A new anime television series by Tatsunoko Production and Nippon Animation aired on ytv from April 11, 2020, to September 26, 2020. It is a sequel series that takes place 50 years after the end of the original anime and centers on Akubi and Kantarō, the grandson of the original anime's protagonist. Atsushi Nigorikawa directed the series, with Hiroko Kanasugi handling series composition, Shin Takemoto and Masatsune Noguchi designed the characters, and Takamitsu Shimazaki, Hiroshi Sasaki, and Teppei Shimizu composed the series' music. On May 24, 2020, it was announced that episode 8 and further episodes would be delayed to June 20 due to the COVID-19 pandemic.

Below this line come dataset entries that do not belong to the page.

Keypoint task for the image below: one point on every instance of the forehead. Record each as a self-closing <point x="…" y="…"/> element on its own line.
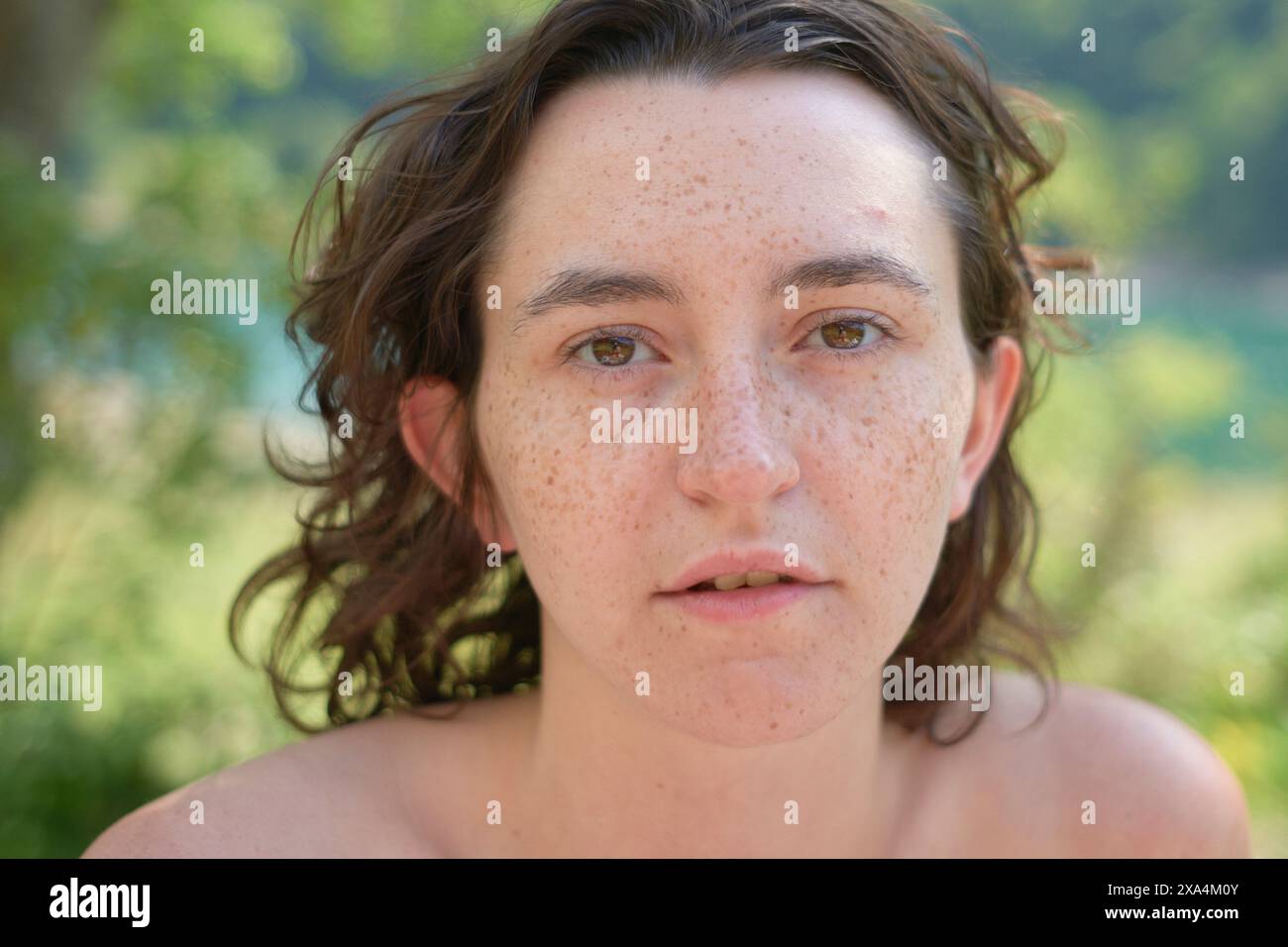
<point x="761" y="165"/>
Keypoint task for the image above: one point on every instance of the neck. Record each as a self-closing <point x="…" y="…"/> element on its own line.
<point x="609" y="777"/>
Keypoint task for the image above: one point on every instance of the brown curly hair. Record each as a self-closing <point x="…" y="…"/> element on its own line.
<point x="397" y="570"/>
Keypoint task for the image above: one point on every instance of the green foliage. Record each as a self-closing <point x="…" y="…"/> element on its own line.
<point x="200" y="161"/>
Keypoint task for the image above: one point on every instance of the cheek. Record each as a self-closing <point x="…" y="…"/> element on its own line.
<point x="885" y="476"/>
<point x="576" y="508"/>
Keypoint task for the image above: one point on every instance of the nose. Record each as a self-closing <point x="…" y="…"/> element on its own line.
<point x="742" y="454"/>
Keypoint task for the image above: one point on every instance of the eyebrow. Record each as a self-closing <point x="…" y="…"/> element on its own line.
<point x="599" y="285"/>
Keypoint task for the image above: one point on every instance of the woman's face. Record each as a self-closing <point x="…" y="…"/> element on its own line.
<point x="815" y="411"/>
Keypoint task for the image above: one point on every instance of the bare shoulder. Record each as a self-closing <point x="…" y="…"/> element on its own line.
<point x="1098" y="775"/>
<point x="334" y="793"/>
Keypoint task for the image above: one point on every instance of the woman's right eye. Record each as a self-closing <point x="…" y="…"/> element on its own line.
<point x="612" y="351"/>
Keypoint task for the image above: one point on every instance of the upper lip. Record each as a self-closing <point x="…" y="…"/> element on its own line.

Viz Media licensed the series as Genie Family 2020 and released it on Crunchyroll on October 15, 2020. The anime is also available on Roku, Peacock and Tubi.

==Cast==
===Japanese version (1969)===
- Hakushon Daimaō - Tōru Ōhira
- Akubi - Takako Sasuga
- Daidaimaō - Ichirō Nagai
- Shakkuri-sensei - Hisako Kyōda
- Kan - Midori Katō
- Daddy - Isamu Tanonaka
- Mommy - Mitsuko Asō
- Gejigon - Kazuya Tatekabe
- Yuriko - Minori Matsushima
- Burukō - Tarō Sagami
- Sorekara-ojisan - Kinya Aikawa

===English version===
- Bob - Gary Jewell
- Joey - Sonja Ball
- Mr. Carter - Richard Dumont
- Mrs. Carter/Chauncey - Jane Woods
- Llana - Liz MacRae
- Tilly - A.J. Henderson
- Dora/Miss Green - Kathleen Fee
- Additional Voices - Terrence Scammell, Mark Hellman, Pauline Little, Arthur Holden, Aron Tager, Bronwen Mantel

==Spinoffs==
The Hakushon Daimaō franchise made a comeback in the 2000s with two animated spinoff series produced by Tatsunoko and directed by Hiroshi Sasagawa, featuring Akubi as the central character and Hakushon as a supporting character.

===Yobarete Tobedete! Akubi-chan===
In Yobarete, Tobidete! Akubi-chan (26 episodes, 2001–2002), Akubi (now voiced by Asuka Tanii) befriends a shy young girl named Koron Nemuta (voiced by Sakura Nogawa), who habitually yawns whenever she is embarrassed, thus summoning Akubi forth from the bottle.

===Akubi Girl===
In 2006's Akubi Girl (also 26 episodes), Akubi befriends a first-grader named Ruru-chan and attempts to grant her wish of becoming close friends with Itoshi-kun, the boy on whom she has a secret crush.

==Crossover==
Pandora to Akubi, an anime film crossover between The Genie Family and Monster Strike was released on April 5, 2019.

==Other appearances==
- A statue of Hakushon Daimaō can be seen in the first episode of the 2008 series of Yatterman.
- Hakushon Daimaō is featured as a playable character in the Japan-exclusive fighting game Tatsunoko vs. Capcom: Cross Generation of Heroes in December 2008. Due to licensing issues, he was removed from the game's internationally-released update, Tatsunoko vs. Capcom: Ultimate All-Stars.
- A brief reference to the series is made in the Mighty Morphin' Power Rangers episode "A Bad Reflection on You" in which clips from the English intro (Bob in a Bottle) are shown on a miniature television. Bulk (portrayed by Paul Schrier) states that it is his favorite cartoon. Music from the show, accompanied by visuals of Around the World in 80 Dreams (another Saban cartoon), also appeared at the end of the season 2 episode "The Power Stealer", where Skull (portrayed by Jason Narvy) enjoys watching.